Sunday, February 14, 2016

Deep Learning AlphaGo beats Go-prof Fan Hui (2p)

[NL versie]

Almost twenty years ago program Deep Blue from IBM for the first time defeated the then chess world champion Gari Kasparov. In a match of six games with standard tournament thinking time Deep Blue won with 3.5 - 2.5. Kasparov accused IBM of false play and demanded an immediate return match. IBM refused and announced Deep Blue's retirement.

This week pioneering news went all over the world: AI program AlphaGo from DeepMind wins five game match against ruling European Champion Fan Hui (2p). Never before a computer program defeated a Go-prof with 5-0 in formal games without handicap en 1h normal thinking time (3x30s byoyomi, 19x19, 7.5 komi, chinese rules). The most challenging and complex job until now, both for computers and artificial intelligence worldwide, thus appears to be brought to completion. That would be a huge milestone in history of mankind.

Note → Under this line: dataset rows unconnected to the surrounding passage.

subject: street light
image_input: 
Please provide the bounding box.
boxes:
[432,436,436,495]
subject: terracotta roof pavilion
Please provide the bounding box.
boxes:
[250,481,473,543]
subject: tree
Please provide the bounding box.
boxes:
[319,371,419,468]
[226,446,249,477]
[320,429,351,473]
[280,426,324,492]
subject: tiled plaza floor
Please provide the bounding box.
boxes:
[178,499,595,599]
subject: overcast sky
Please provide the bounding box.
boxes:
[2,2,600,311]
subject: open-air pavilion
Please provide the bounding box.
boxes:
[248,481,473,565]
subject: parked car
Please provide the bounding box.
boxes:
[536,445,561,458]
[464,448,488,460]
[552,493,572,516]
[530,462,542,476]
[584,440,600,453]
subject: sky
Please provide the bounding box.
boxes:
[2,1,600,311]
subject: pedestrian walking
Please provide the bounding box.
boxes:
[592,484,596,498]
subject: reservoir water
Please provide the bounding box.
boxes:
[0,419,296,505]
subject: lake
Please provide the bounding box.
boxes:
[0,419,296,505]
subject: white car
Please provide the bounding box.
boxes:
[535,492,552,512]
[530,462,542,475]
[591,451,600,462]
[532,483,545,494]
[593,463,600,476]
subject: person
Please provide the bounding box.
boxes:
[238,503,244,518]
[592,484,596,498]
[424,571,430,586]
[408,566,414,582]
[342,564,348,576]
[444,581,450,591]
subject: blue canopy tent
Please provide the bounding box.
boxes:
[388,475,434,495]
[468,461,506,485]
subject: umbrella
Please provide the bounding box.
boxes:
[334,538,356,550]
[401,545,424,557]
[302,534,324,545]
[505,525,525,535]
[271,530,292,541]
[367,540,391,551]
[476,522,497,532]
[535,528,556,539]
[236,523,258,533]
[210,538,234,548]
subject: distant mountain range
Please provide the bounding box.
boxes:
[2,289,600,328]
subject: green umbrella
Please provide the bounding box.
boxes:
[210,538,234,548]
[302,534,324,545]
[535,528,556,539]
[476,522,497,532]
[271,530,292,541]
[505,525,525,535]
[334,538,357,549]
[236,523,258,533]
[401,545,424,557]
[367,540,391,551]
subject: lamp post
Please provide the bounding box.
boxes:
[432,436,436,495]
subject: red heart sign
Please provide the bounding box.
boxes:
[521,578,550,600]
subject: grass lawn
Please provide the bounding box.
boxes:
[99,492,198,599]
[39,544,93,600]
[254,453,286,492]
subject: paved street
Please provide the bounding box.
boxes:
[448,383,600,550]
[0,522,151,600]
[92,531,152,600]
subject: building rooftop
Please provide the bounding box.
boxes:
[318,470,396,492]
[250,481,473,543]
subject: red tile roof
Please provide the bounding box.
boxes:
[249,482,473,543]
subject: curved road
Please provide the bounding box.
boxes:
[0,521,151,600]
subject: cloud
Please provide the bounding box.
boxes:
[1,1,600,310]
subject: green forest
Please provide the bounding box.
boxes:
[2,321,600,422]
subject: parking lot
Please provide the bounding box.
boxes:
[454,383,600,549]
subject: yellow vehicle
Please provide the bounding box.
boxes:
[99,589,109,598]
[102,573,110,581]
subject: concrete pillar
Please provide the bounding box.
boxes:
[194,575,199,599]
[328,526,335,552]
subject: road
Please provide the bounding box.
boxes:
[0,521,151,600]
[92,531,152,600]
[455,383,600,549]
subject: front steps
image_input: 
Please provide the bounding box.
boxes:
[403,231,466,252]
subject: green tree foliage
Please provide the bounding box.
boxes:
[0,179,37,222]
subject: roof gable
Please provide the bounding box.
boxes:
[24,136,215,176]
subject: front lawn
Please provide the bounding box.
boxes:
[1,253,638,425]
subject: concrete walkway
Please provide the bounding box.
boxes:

The match took place already October 5-9th 2015 as a matter of fact, behind closed doors in the Google DeepMind office in London. Not until the recent research publication, about the working of the AI program, all details of the match were shared. Playing conditions and thinking time were chosen by Fan Hui himself, preceding the match. An independent arbiter judged the validity of the moves and the proceedings of the game. Also, it was agreed that the overall match outcome would be determined exclusively by the formal game results (informal games included the result would have been 8-2 for AlphaGo).

Who had thought in 1985, when Ronald Schlemper (7d) organised the central youth Go-training in the Netherlands, that a little over 30 years later a program would be able to win a no-handicap game against a 2d prof? Or in 1987, when Robert Rehm and Peter Zandveld made a bet (for 2000 dutch florines) about whether in the year 2000 a Go-program would be able to win a nine-stone handicap game against Robert Rehm (5d)? Robert won easily from HandTalk (creator Chen, Zhixing), one of the strongest Go-programs of the world at the time, and stated that it would have been even much easier if HandTalk would have had 25 stones handicap. Or in 1989, when Mark Boon for the first time became world champion computer Go and a special training Go-program would have been really proud if it could win from a 10th kyu amateur?

The spectacular breakthrough of AlphaGo happens just a few years after Takemiya Masaki (9p) was beaten in a 4-stone handicap game by program Zen (in 2012). And Yoshio Ishida (9p) by program Crazy Stone (in 2013, also with 4 stones handicap). Since AlphaGo's strength is a least that of chinese origin Go-prof Fan Hui --who learned to play Go at age 7, became 1d professional already at age 16, and who breathes and lives Go for more than 25 years-- is the question: 'Do we have to accept the fact that artificial intelligence starts to become proficient in the game of Go?'

Has the time now really begun that the immense complex game of Go, with more possible positions than atoms in the visible universe, has been comprehended completely, is fully understood and solved now, and will not be able to offer us new challenges?  Should we perhaps better find us another hobby and from today on start to be absorbed in the Japanese art of flower arrangement Ikebana?

AlphaGo in a Nutshell

AlphaGo is based on a type of artificial intelligence named Deep Learning. In brief, this is a technique for efficiently learning associations and patterns from a giga amount of data. To this end, different complex layers of self-learning algorithms (neural networks) are used. After extended training, a neural network can learnfor example, to recognize faces in images or translate spoken sentences correctly.  Once fit, the trained system also can try to find similar and unknown associations and patterns in new data.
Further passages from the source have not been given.